Halal bihalal tidak bisa diartikan secara harfiah dan satu persatu antara halal, bi, dan halal. Istilah ‘halal’ berasal dari kata ‘halla’ dalam bahasa Arab, yang mengandung tiga makna, yaitu halal al-habi (benang kusut terurai kembali); halla al-maa (air keruh diendapkan); serta halla as-syai (halal sesuatu).
Ketiga makna Halal bihalal di atas bisa ditarik kesimpulan bahwa makna halal bihalal adalah kekusutan, kekeruhan atau kesalahan yang selama ini dilakukan dapat dihalalkan kembali. Artinya, semua kesalahan melebur, hilang, dan kembali sedia kala.
Tradisi
Halal bihalal Berlangsung Sejak Zaman Mangkunegara I.
Tradisi
yang mirip dengan Halalbihalal diperkirakan sudah ada sejak masa Mangkunegara
I, juga disebut sebagai Pangeran Sambernyawa.
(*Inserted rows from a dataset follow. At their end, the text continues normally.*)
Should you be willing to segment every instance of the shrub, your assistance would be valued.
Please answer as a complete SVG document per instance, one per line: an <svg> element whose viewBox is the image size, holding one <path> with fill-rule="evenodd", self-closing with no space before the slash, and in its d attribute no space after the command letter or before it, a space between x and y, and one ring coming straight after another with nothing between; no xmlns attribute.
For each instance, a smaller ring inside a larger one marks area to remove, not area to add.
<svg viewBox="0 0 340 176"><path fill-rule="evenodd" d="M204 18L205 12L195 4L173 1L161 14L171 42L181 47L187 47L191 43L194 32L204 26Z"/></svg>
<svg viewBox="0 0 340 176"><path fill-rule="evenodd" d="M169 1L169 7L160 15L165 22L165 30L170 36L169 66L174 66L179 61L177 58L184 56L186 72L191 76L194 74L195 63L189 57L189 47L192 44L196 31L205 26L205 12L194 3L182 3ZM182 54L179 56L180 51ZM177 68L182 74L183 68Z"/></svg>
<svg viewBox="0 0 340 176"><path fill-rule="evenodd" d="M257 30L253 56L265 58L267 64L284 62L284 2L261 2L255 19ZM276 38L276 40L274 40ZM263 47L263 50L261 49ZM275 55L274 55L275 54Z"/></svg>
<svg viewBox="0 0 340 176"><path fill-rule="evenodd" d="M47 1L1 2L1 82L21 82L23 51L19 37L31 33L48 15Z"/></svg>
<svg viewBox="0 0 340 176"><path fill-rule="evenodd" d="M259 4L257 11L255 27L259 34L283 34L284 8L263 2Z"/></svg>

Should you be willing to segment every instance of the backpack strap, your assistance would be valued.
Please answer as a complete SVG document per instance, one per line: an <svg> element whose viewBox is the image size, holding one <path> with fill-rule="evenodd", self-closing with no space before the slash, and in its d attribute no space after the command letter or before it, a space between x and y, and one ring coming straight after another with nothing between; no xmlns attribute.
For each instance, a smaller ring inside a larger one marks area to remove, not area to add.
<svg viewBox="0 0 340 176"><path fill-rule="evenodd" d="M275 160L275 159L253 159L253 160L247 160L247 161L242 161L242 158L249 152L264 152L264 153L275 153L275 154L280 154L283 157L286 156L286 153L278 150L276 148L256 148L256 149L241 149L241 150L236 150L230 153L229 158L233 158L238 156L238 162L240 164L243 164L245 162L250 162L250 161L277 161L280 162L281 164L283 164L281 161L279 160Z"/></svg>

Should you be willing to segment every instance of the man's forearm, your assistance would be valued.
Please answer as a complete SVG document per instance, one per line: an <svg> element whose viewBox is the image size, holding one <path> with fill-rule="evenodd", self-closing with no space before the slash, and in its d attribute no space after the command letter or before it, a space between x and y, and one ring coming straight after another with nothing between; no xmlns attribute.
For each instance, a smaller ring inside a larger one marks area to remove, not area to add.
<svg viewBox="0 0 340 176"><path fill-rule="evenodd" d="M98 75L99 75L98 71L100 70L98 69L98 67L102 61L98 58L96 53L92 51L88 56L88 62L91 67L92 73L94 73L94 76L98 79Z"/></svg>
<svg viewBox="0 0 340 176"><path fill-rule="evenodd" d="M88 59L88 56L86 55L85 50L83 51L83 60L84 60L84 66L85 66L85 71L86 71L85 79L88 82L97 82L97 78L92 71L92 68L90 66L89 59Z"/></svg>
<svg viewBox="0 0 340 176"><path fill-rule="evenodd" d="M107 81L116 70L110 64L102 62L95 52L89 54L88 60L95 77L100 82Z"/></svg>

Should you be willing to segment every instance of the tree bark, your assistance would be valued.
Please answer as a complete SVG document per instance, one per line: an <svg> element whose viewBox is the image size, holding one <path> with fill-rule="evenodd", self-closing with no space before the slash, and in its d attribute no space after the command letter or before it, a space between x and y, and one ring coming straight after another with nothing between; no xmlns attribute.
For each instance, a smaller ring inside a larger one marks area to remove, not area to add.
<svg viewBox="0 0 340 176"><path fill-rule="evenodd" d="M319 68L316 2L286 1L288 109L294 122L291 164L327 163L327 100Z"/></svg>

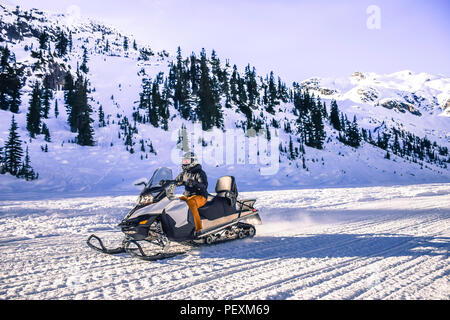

Saat itu, setelah salat
Idulfitri, Pangeran Sambernyawa mengadakan pertemuan antara raja dan para
punggawa dan prajurit secara bersamaan di balai istana untuk mengurangi waktu,
tenaga, pikiran, dan biaya.
Pada pertemuan ini, ada kebiasaan untuk sungkem atau memaafkan satu sama lain. Semua tentara dan punggawa melakukan sungkem dengan tertib kepada raja dan permaisuri. Organisasi Islam kemudian meniru tindakan Pangeran Sambernyawa dengan istilah halal bihalal.
Oleh
karenanya tradisi Halal bihalal setelah lebaran ini harus kita lestarikan
karena bisa menghubungkan kembali silaturahim yang terputus dan kesalahan yang
melebur bisa kembali sedia kala atau dihalalkan kembali.